ビンゴー・キッドの洋書日記

英米を中心に現代から古典まで、海外の作品を英語で読み、論評をくわえるブログです

Olivia Manning の “The Balkan Trilogy”(1)

 きのう、Olivia Manning の "The Balkan Trilogy"(合冊版1987)を読了。第1巻 "The Great Fortune" は1960年刊、第2巻 "The Spoilt City" は1962年刊、第3巻 "Friends and Heroes" は1965年刊。
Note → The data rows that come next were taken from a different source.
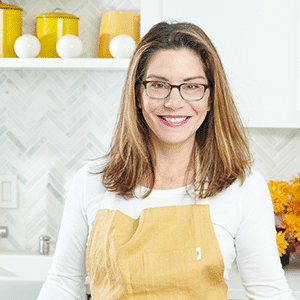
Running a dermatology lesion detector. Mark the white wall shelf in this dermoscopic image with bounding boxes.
[0,58,130,71]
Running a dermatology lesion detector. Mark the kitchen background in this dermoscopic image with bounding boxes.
[0,0,300,262]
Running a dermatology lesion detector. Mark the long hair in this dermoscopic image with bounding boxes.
[100,22,252,199]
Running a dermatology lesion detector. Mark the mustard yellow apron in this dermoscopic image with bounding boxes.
[86,191,228,300]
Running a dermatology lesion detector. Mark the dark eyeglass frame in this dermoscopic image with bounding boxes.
[141,80,209,101]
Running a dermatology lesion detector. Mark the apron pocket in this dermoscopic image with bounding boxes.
[143,247,202,299]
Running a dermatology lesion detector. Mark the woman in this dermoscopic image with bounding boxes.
[38,22,294,300]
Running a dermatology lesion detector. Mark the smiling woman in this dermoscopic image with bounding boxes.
[38,22,294,300]
[138,49,209,155]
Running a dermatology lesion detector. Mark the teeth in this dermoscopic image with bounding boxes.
[162,117,187,123]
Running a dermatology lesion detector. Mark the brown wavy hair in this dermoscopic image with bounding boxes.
[100,22,252,199]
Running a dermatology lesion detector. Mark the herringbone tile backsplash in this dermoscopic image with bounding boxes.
[0,0,300,252]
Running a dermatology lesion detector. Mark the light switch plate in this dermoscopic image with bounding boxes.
[0,175,18,208]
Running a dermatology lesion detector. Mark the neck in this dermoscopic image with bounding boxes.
[147,139,194,190]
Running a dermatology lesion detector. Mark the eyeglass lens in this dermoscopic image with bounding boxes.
[146,81,206,101]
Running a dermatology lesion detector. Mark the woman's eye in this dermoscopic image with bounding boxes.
[151,82,167,89]
[185,83,200,90]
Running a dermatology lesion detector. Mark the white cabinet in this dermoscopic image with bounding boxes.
[141,0,300,128]
[0,58,129,70]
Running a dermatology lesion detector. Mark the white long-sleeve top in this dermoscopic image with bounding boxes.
[38,162,295,300]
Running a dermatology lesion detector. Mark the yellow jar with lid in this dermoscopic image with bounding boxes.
[36,8,79,58]
[0,1,23,57]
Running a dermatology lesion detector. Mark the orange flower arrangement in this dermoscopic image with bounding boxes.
[268,173,300,256]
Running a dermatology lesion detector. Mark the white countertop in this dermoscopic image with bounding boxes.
[228,261,300,300]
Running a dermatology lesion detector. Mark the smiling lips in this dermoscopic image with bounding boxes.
[159,116,190,127]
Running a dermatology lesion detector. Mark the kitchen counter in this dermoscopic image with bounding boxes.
[228,261,300,300]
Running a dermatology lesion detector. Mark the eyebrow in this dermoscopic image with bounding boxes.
[146,74,206,82]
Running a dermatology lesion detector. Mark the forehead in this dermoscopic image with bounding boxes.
[145,48,206,79]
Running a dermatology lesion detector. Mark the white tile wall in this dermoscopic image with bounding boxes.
[0,0,300,252]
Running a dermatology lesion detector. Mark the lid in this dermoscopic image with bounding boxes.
[0,0,23,10]
[37,8,79,20]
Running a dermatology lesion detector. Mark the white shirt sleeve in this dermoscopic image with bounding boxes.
[235,173,295,300]
[38,166,89,300]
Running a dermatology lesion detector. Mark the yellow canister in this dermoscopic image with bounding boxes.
[36,8,79,58]
[98,11,140,58]
[0,1,23,57]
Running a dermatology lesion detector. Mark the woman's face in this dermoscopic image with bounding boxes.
[139,48,209,150]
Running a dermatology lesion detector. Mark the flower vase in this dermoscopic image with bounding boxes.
[280,253,290,267]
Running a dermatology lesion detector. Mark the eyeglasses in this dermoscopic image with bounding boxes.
[142,81,209,101]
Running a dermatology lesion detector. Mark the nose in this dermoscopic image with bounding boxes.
[165,87,185,109]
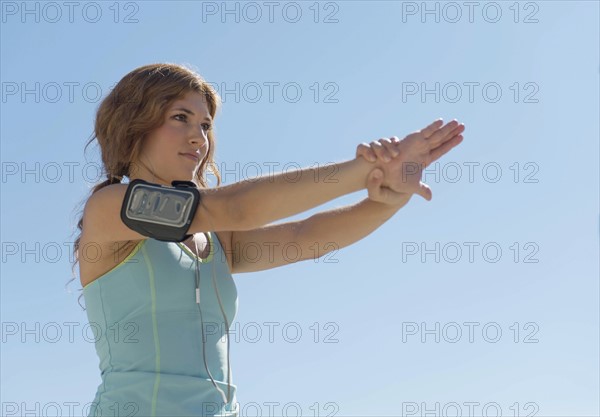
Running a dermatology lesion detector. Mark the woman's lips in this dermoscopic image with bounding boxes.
[181,153,199,162]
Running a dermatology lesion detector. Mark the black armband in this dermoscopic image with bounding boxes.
[121,179,200,242]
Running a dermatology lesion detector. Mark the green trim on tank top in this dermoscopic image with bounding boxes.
[83,232,215,291]
[83,239,148,290]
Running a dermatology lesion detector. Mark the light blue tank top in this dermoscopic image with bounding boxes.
[83,233,239,417]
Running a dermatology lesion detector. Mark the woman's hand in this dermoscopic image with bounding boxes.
[357,119,465,201]
[356,136,412,205]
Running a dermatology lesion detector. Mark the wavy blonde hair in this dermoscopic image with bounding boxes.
[67,63,221,305]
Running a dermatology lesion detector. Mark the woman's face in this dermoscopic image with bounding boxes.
[130,92,212,185]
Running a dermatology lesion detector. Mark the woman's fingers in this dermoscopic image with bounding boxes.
[429,135,463,162]
[371,138,397,162]
[356,143,377,162]
[427,120,465,148]
[420,118,444,138]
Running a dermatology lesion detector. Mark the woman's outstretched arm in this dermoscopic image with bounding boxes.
[195,158,376,233]
[197,119,464,233]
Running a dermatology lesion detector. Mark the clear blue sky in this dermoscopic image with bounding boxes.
[0,1,600,416]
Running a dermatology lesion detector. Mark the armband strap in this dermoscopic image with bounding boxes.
[121,179,200,242]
さっそくレビューを書いておこう。 

The Balkan Trilogy

The Balkan Trilogy

  • 作者:Manning, Olivia
  • 発売日: 2001/08/21
  • メディア: ペーパーバック
 

[☆☆☆★★] 第二次大戦前夜から初期にかけて、ブカレストアテネクレタ島と舞台を変えながら、在留イギリス人の苦難に満ちた生活を描いた三部作。長大だが要するに、そのとき、彼らはなにを考え、どう生きたかという物語である。刻々と変化する戦局を背景に、作者はまず、小説の特長をよく活かして人物造型に腐心。それぞれの性格と心理、価値観を丹念に書きこむことで、当時実際に存在したと思われるような典型的人物を提示する。戦時でありながら戦争のことは二の次三の次、仕事であれ、私利私欲であれ、とにかくひたすら自分ファースト、しかもそのさい、おそらく平時の数倍の速さで本性をむき出しにする人びとの姿に、戦争の本質と人間の原点を見る思いがする。パリ陥落当日、ブカレスト市内で上演されたシェイクスピア劇に狂喜乱舞するシーンが第一巻、および全巻の白眉。ついで第三巻の終幕、ドイツ軍の進撃によるアテネ脱出劇に異様な緊迫感がある。が、あとは非日常の世界が日常化するという意味で、全篇を通じて山場の連続であり、ゆえに盛りあがりに欠けるともいえる。一方、たとえば理想家の夫と現実主義者の妻の対立という、書きようによっては深みを増すはずのテーマが、夫婦の愛と断絶という平凡な扱いにとどまり、ほかの多くのエピソードのなかに埋没している点も惜しい。これは、作者が戦時における市民生活の実態に主眼をおき、人びとが「どう生きたか」の観察に終始しているからだ。いついかなるときであれ、いかに生きるべきか、という人生観、世界観の問題にまで発展していないがゆえに、本書は大作ながら文学史にのこるほどの名作ではないのである。